Mario Pellegrini Cupello, Arquiteto, Diplomado em Direito, Escritor, Presidente do Instituto Cultural Visconde do Rio Preto, Membro Correspondente do IHG de Minas Gerais, entre outras importantes instituições culturais de Minas. Membro Efetivo da Academia Valencia de Letras, onde participou da diretoria por mais de 12 anos sucessivos. Disse: disse...

Caro amigo e Maestro Braga
Agradecemos pela gentileza de mais esta postagem, desta feita sobre o primeiro capítulo de um livro de memórias, de autoria de Paulo Pinheiro Chagas.
Lemos com grande atenção e prazer sobre o histórico da cidade de Oliveira, que de nome já conhecíamos através de relatos de um estimado e importante amigo, que durante alguns anos foi Bispo Diocesano de Oliveira, Dom Francisco Barroso Filho, atualmente Bispo Emérito e residente em Ouro Preto, servindo até hoje à Basílica de Nossa Senhora da Conceição.
Foi muito bom conhecer a história do nascimento de Oliveira, cidade que eu e Beth sempre quisemos visitar: um dia ainda iremos lá.
A propósito, entre tantos outros importantes empreendimentos, além de suas atividades pastorais, Dom Barroso foi o fundador -– quando ainda era padre -- do famoso Museu Aleijadinho, em 1968, reunindo peças de arte sacra e documentos gráficos com a finalidade de conservar, preservar e difundir o precioso acervo da Paróquia de Nossa Senhora da Conceição, no Bairro de Antônio Dias, em Ouro Preto, quando ele era Pároco dessa Igreja.
Homem dinâmico, também fundou o “Coral e Orquestra São Pio X”, além de fazer parte do Tribunal Eclesiástico da Diocese de Mariana, entras outras atividades...
Quando for possível apreciaríamos receber o segundo capítulo do livro, “Esse velho vento da aventura”, de Paulo Chagas, pelo que desde já agradecemos.
Cordiais saudações, minhas e de Beth.
O amigo Mario Cupello

Afrânio Vilela (desembargador do TJMG desde 2005, atual Ministro do STJ) disse...

Precioso texto, de cultura e fidedignidade.

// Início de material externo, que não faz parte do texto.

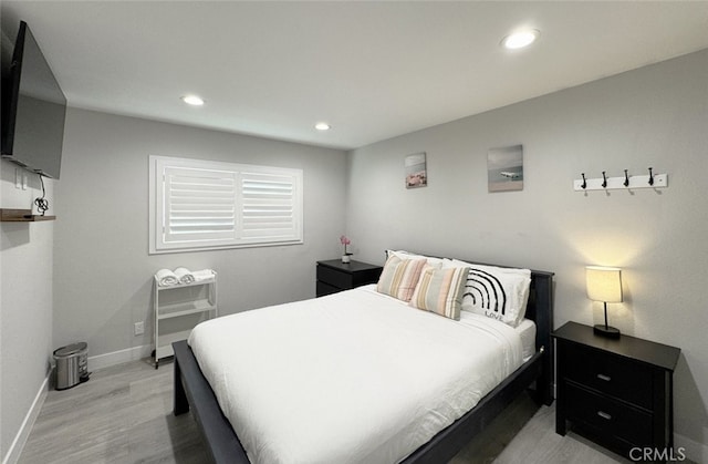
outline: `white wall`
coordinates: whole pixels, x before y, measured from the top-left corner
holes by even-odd
[[[304,245],[149,256],[149,155],[302,168]],[[345,169],[341,151],[70,109],[55,187],[54,344],[86,341],[90,360],[144,354],[163,267],[216,269],[221,315],[314,297],[315,261],[340,255]],[[145,334],[135,337],[138,321]]]
[[[552,70],[549,70],[552,72]],[[487,190],[489,148],[523,144],[522,192]],[[554,271],[555,326],[601,322],[584,266],[624,269],[624,333],[681,348],[677,444],[708,462],[708,50],[353,151],[347,233],[360,259],[388,247]],[[429,185],[404,187],[427,152]],[[662,190],[573,190],[668,173]]]
[[[14,186],[15,171],[28,189]],[[53,181],[45,179],[50,210]],[[41,196],[39,177],[17,165],[0,164],[0,207],[30,209]],[[22,424],[43,399],[52,357],[52,260],[54,223],[0,223],[0,460],[17,457]],[[23,430],[29,432],[29,427]]]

E ainda mencionou Ibiá! 👏🏻👏🏻👏🏻

Danilo Gomes (escritor, jornalista e cronista, membro das Academias Mineira de Letras e Brasiliense de Letras) disse...

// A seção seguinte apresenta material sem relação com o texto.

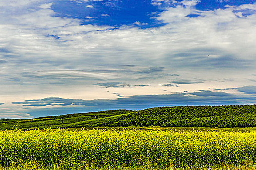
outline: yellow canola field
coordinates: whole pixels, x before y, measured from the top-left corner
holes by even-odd
[[[0,131],[0,165],[36,161],[180,167],[255,163],[256,132],[84,129]]]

Mestre Braga, é sempre bom reler PAULO PINHEIRO CHAGAS, cujo livro de memórias li, com grande encantamento. Parabéns !!! Conheci o Dr. Paulo, conversei com ele algumas vezes, na Livraria Itatiaia, década de 1960. Muito simpático e amável. Gostava de um bom uísque. Abraço do Danilo Gomes.